The Queen of Sind was love smitten by the looks of Chach. Chach was father of Raja Dahir. Ladi was a product of a love affair. Astrologers had predicted that Raja Dahir’s sister LADI would marry a man, who would rule Sind with full might. A superstitious Raja Dahir ended the speculation by marrying his sister himself, to become that all powerful ruler. But that was not to be so.
Raja Dahir had given instructions for all the ladies of the Royal harem and wives of the courtiers to be beheaded immediately if defeat of the Hindu army was imminent. Warriors watched over these ladies and when the news came of their defeat, the slaughter of the Hindu ladies started by the Hindus themselves. Ladi threw herself from her camel onto those on the ground who were meant to behead her, and in this ruse, they were dazzled to the extent, that it gave time to Arabs to save Ladi from slaughter. The captors took her in their possession.


Muhammed bin Qasim found out about the capture of Ladi, and sought permission from the Caliph in purchasing her from her captors (laws governed behavior). When the permission came, he bought her and made her his wife. The prediction was coming true. Ladi had seen the softness in the looks of Qasim, and Qasim had seen the demure of this exceptional lady. It seems love had happened at first sight.
The Chach-nama gives us flashes of incidents here and there. It also give us a flash of a sister of Raja Dahir ‘Bai’ burning herself and all the other ladies in a fire ritual in a room. It is not clear if Ladi and Bai are two characters or same persons. The death of the lady Bai is mysterious.
We are also told about how Ladi confused the warriors outside the ramparts by mounting a camel and in black dress going for a ride. It was considered a deliberate tactic in favour of the Arabs. If Chach nama had survived in full, we would have had all the information required, but even in the annals of one of the greatest battles in the history of the region, it is intermersed with a love story. The love story of Qasim and Ladi. The end is not known, nor we hear of their children. But it is a ballad for folk singers for all times.

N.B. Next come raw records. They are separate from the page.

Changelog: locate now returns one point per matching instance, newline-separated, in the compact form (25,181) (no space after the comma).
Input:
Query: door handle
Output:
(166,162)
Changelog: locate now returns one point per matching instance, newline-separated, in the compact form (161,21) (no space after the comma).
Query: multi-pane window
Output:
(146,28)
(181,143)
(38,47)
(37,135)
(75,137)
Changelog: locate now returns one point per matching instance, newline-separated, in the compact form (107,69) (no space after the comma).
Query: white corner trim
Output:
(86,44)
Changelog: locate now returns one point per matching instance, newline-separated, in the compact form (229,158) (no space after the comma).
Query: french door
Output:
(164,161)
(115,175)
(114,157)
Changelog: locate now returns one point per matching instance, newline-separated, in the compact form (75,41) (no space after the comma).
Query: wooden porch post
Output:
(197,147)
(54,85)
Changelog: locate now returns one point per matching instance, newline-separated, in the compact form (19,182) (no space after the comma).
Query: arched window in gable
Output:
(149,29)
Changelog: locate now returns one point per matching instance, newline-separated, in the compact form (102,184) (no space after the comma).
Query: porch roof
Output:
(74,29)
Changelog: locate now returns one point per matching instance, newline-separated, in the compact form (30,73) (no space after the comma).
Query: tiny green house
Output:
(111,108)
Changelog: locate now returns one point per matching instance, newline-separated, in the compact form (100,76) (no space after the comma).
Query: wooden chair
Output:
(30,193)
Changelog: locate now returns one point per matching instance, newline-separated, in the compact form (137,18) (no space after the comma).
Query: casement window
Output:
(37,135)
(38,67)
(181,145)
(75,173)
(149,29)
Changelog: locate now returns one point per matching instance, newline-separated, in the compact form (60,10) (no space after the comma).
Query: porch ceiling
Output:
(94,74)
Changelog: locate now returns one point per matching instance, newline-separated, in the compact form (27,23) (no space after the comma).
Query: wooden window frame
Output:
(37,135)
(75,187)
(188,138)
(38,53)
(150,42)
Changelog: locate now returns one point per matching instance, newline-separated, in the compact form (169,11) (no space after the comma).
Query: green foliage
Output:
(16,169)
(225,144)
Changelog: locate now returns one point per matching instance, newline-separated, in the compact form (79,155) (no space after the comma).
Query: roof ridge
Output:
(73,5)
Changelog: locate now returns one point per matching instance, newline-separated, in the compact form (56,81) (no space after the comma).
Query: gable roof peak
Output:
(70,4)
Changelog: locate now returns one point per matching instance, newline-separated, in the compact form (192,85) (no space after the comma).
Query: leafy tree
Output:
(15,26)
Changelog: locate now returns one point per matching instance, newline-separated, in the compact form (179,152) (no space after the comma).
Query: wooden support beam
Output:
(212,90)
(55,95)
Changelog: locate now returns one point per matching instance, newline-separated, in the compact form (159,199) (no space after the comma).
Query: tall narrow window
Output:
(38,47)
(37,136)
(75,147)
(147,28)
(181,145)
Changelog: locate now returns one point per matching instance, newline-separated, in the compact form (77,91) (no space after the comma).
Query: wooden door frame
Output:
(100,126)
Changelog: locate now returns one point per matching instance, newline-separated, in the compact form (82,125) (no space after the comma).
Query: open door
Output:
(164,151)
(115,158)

It is for us to complete untold narrations of the past with documentation.
It’s remarkable how sometimes the only records that are left are oral tradition, even if in the form of ballads and poetry. Thanks for sharing the legend.
But these are not oral, these are in the official history of CHACH NAMA of that time period. Translated into English. Everyone has read them with interest in that period. Keeping a blind eye is another thing.